7  Synthetic Control: The Economic Impact of German Reunification

7.1 Introduction

The synthetic control method is a way to estimate the causal effect of a policy when only a small number of units are treated (e.g. a handful of states or countries). The idea is to build a weighted combination of untreated units — a synthetic version of each treated unit — that closely matches its pre-treatment trajectory. After the treatment, any divergence between the treated unit and its synthetic counterpart is attributed to the policy.

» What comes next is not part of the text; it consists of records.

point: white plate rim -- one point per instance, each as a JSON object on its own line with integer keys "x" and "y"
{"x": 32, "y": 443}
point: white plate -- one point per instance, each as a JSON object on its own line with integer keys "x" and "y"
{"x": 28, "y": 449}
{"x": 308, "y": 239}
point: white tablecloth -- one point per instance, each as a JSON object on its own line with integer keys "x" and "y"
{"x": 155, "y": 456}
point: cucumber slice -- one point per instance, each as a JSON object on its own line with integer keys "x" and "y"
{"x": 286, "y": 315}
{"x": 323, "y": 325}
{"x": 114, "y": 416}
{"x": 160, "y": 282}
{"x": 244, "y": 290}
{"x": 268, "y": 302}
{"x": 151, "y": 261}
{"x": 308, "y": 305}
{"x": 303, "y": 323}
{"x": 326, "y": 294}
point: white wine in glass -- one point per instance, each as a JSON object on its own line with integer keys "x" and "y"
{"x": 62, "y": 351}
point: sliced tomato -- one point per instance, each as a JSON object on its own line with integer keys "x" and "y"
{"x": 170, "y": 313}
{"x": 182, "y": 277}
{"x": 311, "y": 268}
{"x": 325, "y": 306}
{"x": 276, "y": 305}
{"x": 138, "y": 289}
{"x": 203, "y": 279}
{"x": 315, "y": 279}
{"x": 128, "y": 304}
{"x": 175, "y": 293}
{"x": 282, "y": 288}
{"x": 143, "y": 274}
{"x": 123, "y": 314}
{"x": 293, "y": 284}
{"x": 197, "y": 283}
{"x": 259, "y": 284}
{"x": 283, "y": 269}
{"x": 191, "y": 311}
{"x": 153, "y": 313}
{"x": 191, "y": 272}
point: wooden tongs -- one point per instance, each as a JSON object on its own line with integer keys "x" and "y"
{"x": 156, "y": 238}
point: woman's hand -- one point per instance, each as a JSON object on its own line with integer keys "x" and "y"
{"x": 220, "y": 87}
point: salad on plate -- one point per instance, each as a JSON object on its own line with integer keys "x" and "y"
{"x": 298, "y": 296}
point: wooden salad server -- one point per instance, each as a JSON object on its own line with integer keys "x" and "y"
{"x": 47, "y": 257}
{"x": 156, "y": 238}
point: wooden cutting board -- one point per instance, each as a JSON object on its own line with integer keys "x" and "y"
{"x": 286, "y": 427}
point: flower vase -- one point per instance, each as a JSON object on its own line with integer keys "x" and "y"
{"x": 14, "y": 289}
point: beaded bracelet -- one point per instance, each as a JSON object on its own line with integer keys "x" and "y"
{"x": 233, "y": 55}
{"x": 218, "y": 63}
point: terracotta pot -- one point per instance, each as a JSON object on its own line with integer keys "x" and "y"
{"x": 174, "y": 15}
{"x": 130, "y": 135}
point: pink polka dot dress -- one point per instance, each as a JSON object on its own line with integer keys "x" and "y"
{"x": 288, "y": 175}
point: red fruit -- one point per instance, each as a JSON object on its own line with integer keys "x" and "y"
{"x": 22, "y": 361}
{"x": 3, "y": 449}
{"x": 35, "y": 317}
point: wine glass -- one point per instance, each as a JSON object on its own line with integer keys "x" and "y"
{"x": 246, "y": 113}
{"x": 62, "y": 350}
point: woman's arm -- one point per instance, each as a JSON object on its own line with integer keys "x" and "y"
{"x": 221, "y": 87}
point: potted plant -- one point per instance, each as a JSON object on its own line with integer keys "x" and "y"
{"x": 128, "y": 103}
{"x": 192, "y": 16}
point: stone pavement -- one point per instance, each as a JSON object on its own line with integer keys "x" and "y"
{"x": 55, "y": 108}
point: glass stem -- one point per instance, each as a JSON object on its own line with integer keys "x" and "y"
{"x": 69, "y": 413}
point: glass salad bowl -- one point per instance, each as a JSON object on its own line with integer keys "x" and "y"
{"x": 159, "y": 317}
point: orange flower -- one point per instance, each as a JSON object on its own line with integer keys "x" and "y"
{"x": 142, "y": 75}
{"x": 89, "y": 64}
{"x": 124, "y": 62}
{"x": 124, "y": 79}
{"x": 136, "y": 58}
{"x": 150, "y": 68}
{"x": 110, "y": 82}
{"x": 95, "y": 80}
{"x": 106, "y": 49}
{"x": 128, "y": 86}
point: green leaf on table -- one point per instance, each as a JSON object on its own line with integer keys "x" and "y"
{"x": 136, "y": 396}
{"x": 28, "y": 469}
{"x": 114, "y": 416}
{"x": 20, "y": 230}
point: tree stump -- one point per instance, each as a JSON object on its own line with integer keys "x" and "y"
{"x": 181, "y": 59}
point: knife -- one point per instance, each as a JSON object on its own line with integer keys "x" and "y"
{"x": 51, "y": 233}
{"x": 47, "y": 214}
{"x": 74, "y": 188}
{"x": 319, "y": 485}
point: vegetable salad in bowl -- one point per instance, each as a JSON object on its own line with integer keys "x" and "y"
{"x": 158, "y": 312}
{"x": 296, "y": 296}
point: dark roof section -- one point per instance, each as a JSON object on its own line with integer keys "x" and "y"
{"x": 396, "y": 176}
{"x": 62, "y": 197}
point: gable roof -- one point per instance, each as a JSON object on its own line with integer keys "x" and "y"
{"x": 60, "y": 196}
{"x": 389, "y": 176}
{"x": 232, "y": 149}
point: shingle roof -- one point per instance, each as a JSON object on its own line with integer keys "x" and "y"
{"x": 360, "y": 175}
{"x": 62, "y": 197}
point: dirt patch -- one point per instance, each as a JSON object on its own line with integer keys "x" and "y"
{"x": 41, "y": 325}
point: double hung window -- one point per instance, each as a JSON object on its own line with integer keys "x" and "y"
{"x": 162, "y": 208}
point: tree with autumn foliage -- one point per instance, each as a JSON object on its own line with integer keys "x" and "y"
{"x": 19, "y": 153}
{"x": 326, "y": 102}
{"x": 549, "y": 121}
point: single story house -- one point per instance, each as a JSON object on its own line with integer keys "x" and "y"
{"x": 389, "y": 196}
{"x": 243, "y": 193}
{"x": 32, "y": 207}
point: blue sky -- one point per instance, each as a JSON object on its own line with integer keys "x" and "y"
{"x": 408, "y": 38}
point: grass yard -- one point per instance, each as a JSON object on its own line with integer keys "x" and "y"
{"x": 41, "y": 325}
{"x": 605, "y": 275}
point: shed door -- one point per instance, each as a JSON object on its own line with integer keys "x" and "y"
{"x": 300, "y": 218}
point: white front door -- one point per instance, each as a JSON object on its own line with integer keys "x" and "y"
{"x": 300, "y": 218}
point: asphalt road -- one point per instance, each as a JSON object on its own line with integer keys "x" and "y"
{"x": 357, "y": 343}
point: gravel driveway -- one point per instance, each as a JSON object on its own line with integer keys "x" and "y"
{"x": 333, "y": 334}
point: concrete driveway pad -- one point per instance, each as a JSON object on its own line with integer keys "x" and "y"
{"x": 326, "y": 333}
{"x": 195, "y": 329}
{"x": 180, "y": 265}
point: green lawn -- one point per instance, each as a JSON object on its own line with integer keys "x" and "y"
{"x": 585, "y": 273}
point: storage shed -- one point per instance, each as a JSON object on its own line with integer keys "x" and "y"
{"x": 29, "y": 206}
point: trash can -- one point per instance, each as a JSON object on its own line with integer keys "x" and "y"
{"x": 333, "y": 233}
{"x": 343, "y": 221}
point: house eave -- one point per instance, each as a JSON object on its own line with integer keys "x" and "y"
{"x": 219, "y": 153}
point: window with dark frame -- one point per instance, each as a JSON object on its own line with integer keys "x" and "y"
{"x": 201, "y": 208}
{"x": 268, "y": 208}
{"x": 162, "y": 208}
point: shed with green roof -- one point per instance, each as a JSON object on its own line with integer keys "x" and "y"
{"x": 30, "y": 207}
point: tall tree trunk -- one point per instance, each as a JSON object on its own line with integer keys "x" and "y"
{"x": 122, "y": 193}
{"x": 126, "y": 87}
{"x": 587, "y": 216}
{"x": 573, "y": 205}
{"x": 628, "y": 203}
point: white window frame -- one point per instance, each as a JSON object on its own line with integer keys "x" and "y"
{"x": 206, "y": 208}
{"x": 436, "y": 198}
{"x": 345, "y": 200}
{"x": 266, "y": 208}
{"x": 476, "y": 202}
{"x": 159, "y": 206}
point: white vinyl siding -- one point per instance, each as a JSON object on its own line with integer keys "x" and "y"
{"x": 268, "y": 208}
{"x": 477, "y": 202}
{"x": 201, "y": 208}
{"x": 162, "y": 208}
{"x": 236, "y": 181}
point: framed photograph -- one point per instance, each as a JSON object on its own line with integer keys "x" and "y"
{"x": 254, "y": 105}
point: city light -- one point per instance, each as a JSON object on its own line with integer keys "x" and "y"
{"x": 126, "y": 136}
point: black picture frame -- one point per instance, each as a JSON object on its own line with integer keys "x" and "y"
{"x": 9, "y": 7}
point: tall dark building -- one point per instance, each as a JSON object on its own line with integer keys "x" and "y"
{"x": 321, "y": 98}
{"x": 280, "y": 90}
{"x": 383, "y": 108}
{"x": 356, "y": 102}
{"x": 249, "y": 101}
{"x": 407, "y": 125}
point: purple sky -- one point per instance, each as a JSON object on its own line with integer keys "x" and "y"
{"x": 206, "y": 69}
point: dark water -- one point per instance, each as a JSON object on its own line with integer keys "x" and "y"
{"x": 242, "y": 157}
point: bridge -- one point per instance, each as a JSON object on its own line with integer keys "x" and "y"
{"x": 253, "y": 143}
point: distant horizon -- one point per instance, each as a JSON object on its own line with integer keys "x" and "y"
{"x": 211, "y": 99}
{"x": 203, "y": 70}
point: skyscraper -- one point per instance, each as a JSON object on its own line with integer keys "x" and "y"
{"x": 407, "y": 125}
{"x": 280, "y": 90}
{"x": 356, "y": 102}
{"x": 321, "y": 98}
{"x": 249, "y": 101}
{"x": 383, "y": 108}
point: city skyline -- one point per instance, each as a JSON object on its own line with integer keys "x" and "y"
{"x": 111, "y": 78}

This notebook replicates the classic study of Abadie, Diamond & Hainmueller (2015), which estimates the economic impact of German Reunification (1990) on West Germany’s GDP per capita using the scpi package.

We will:

  1. Load and prepare the data.
  2. Set up the synthetic control problem with scdata().
  3. Estimate the treatment effect with scest().
  4. Add uncertainty estimates (confidence intervals) with scpi().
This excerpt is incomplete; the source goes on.